State-run ISNA news agency, reported that the Statistical Center of Iran’s information on inflation for the Persian month of Bahman (January 21- February 19), showed that all food prices have increased compared with the same month last year — even compared with the previous month.

The Statistical Center of Iran’s new numbers indicate that the highest price increase was for tomato paste with a 231.1% increase, followed by yellow apples with a 128% increase, tomatoes with a 127.9% increase, bananas which had gone up by 103.1%, and lamb meat which increased by 97.8%. As well, onions increased by 22.1%, and cucumbers increased by 21.3%.

The report displays the average price of lamb meat at around 80,000 tomans, beef and cattle at 72,000 tomans, poultry at 13,000 tomans, bananas at 12,600, and tomato paste at 18,600 tomans.
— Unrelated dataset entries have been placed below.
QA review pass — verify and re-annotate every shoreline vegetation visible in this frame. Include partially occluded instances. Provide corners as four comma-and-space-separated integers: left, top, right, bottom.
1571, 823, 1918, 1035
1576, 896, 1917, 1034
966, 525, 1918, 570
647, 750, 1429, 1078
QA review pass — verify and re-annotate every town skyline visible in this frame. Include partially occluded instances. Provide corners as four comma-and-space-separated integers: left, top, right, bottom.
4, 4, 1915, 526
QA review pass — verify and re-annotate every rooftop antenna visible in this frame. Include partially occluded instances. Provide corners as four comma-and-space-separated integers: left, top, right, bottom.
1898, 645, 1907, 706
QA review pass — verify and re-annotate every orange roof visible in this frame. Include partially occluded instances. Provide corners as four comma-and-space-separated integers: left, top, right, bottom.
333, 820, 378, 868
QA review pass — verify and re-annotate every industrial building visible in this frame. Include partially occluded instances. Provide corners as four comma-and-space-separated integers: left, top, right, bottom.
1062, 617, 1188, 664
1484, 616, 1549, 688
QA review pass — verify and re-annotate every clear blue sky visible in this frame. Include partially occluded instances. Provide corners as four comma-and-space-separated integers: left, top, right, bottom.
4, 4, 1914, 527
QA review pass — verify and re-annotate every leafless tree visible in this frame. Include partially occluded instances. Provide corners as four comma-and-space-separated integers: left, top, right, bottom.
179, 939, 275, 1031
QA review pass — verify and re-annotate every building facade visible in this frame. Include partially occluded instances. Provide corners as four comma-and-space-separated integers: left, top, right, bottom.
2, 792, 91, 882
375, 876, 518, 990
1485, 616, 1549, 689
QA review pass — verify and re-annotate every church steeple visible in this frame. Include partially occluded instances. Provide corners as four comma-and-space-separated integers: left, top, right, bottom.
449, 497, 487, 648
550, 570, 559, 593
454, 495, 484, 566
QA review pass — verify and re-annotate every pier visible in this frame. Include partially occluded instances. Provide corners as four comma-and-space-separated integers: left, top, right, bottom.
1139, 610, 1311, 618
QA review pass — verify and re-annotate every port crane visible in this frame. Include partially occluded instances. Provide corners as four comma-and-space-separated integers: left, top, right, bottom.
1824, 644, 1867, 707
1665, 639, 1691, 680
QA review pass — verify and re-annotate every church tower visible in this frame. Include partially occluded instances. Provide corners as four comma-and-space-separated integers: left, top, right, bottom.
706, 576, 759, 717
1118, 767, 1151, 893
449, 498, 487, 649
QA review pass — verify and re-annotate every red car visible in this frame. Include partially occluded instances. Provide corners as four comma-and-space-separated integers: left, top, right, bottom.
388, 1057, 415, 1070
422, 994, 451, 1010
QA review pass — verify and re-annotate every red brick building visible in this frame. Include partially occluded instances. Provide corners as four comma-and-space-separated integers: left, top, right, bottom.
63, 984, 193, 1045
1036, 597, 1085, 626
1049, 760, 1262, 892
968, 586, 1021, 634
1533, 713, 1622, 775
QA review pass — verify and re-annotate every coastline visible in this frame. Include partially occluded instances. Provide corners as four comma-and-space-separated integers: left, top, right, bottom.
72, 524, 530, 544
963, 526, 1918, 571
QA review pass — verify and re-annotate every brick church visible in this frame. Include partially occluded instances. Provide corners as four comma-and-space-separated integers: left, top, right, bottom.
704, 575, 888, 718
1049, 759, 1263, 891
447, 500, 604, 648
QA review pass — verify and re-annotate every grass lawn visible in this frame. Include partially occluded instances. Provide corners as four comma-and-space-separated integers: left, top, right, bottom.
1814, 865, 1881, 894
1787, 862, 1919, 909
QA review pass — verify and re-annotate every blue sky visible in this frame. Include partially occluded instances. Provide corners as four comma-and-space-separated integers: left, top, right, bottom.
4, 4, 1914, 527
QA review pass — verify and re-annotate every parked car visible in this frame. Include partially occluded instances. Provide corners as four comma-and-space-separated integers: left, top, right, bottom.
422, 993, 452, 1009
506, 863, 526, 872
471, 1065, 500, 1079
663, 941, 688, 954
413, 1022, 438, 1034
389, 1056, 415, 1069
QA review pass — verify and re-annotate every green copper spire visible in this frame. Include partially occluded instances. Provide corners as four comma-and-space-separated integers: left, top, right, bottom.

According to the latest figures calculated by Professor Steve Hanke, Applied Economist at John Hopkins University, Iran’s annual inflation is 212%.

Food is not the only commodity experiencing a rise in prices. Tasnim news agency announced today that city bus fares would also increase by 20% after March 16th. This is just a few days before the Nowruz holidays, and at a time when Iranians travel to visit family members.

Iran ranks 108 out of 149 countries in terms of social welfare. This is difficult to believe because Iran is also one of the most important mineral producers in the world. The country is ranked among 15 major mineral-rich countries, holding some 68 types of minerals, 37 billion tons of proven reserves and more than 57 billion tons of potential reserves worth $770 billion in 2014.

Still, Iranian workers are some of the most underpaid in the world, often only receiving $100 per month. According to Assistant Head of the East Azerbaijan Coordination Center for Islamic Labor Councils, this meets only 28% of a workers’ basic needs (i.e. shelter, food, clothing).The paychecks of Iran’s laborers, less than $100 a month, is one of the lowest in the world.

Iranian workers are not only seeing their purchasing power reduced significantly, but also see their wages delayed by months.“More than 14 million workers will enter the new year with 72% delayed paychecks,” Habib Sadeghzadeh Tabrizi said.

He added that a wage increase in the New Year could restore the livelihood conditions of workers, but said that the Regime is unlikely to increase the real-terms pay of the workers.